Bon Secours St. Francis Hospital in Charleston, South Carolina is a 204-bed, acute care community hospital that began an organization-wide implementation of automated dispensing cabinets (ADCs) in 2004. While many facilities use these cabinets for the safekeeping and dispensing of controlled substances, it was our objective to use ADCs to store and dispense all our medications. Thus, we began a multiyear, multistep project to redesign the delivery of medications, from the initiation of the physician order to the actual administration at the patient bedside. To fully utilize ADC technology and achieve our goals, we knew a clear and unfettered communication channel would be required between pharmacy and nursing, as these departments each interact significantly with the technology and depend on each other for the system to function properly.
Pharmacy-Nurse Liaison as Arbitrator
The logic behind our long-term ADC plan was that automating each step in the medication administration process would directly improve the safety of medication administration for our patients and limit medication errors in general. To initiate this process, we created a new position to enable all stakeholders in pharmacy and nursing to contribute and take ownership of the new technology—the pharmacy-nurse liaison (PNL). The role of the PNL is to bridge the gap between pharmacy and nursing in order to better understand the needs and challenges facing both sides. The PNL also is tasked with developing a full understanding of the new technology and how best to use it, creating educational materials and interdepartmental training programs to provide staff with a clear depiction of how all parties will interact with it. From past experience, we knew that inadequate training and lack of understanding of a new process would quickly result in workarounds, potentially leading to errors.
To serve in the PNL position, an ability to see the big picture as it relates to medication safety is imperative. Therefore, the PNL helps pharmacy understand how the process of profiling medication orders and stocking ADCs affects nursing’s administration of medications, and works with nursing to communicate medication error trends to prevent them from reaching the patient. Certain pharmacy processes can contribute to nursing errors, and pharmacists and technicians are oftentimes not aware of these issues. The liaison, by design, digs more deeply into the reasons errors occur and encourages changes to both pharmacy and nursing practices to prevent errors from being repeated.
Early in the ADC integration process we found a discrepancy between the way drug names and strengths appeared in the pharmacy order entry program versus on the ADC screen. To fix this, pharmacy manipulated the drug names in their order entry program so nursing saw the same drug names when viewed on the ADC. Having run through the process of pulling drugs from an ADC with nursing, pharmacy was able to adjust so that the content displayed on the ADCs is sufficient, but not overwhelming. For example, “Sodium Chloride 0.45% 1000 mL — KCL 20 meq,” which used to display clearly on a pharmacy computer screen, had too many characters to properly display on the ADC screen and the drug name and route was obscured. Subsequently, the display name was shortened to “NACL 0.45% — KCL 20 meq 1000 mL,” allowing it to display completely on the ADC.

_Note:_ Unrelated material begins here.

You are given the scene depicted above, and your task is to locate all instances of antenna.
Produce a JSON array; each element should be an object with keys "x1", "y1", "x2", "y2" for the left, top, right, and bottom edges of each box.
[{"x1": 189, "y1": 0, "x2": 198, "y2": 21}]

Another example of a process improvement that stemmed directly from a clearer understanding of both pharmacy and nursing practices related to controlled substances in the ADCs. Accounting for controlled substances is done through a blind count after each controlled medication removal. Because the average number of narcotic removals per nurse, per shift may be as high as 20, pharmacy limited controlled substances to a maximum of 30 medications per pocket, so the nurse would not have to count a large number of tablets or syringes each time a narcotic was removed. This practice change, along with limiting controlled substance verification to once a week, resulted in fewer narcotic discrepancies due to miscounts and improved nursing satisfaction with the ADC technology.
Often, small process changes can enable the most beneficial gains, but it can be difficult to qualify those details. Thus, when nursing initially voiced concerns about the most frequently used medications being placed in the bottom drawers of the ADC during stocking, the complaint did not seem significant to pharmacy staff. However, to a nurse who is constantly bending over throughout a long shift to access drugs, this is important. Once this issue was elucidated to pharmacy, the most frequently dispensed medications were purposely placed in the upper drawers during filling.
In order to maintain overall control over drug inventory, pharmacy staff review the medications dispensed from each ADC every six months to determine actual usage over time. They now stock the most utilized medications in the ADC and remove slow moving medications, all the while making modifications specific to the nursing unit served by the ADC. This process has allowed us to prestock 85% to 90% of all medications in the ADCs, enabling prompt access for nursing once medication orders are profiled by pharmacy.
During the early months of ADC implementation, the medication removal process was cumbersome, as locating the proper medication in a drawer containing multiple drugs was often frustrating and time consuming. This also led to so-called “one stop shopping,” where a nurse would “shop” for any other medications he or she might need while the drawer was open. To address this issue, we modified our ADCs such that each medication was placed in an individual pocket that was programmed to open only when the item was ordered. This made it much easier to find the requested drug quickly and eliminated any removal of non-ordered medications.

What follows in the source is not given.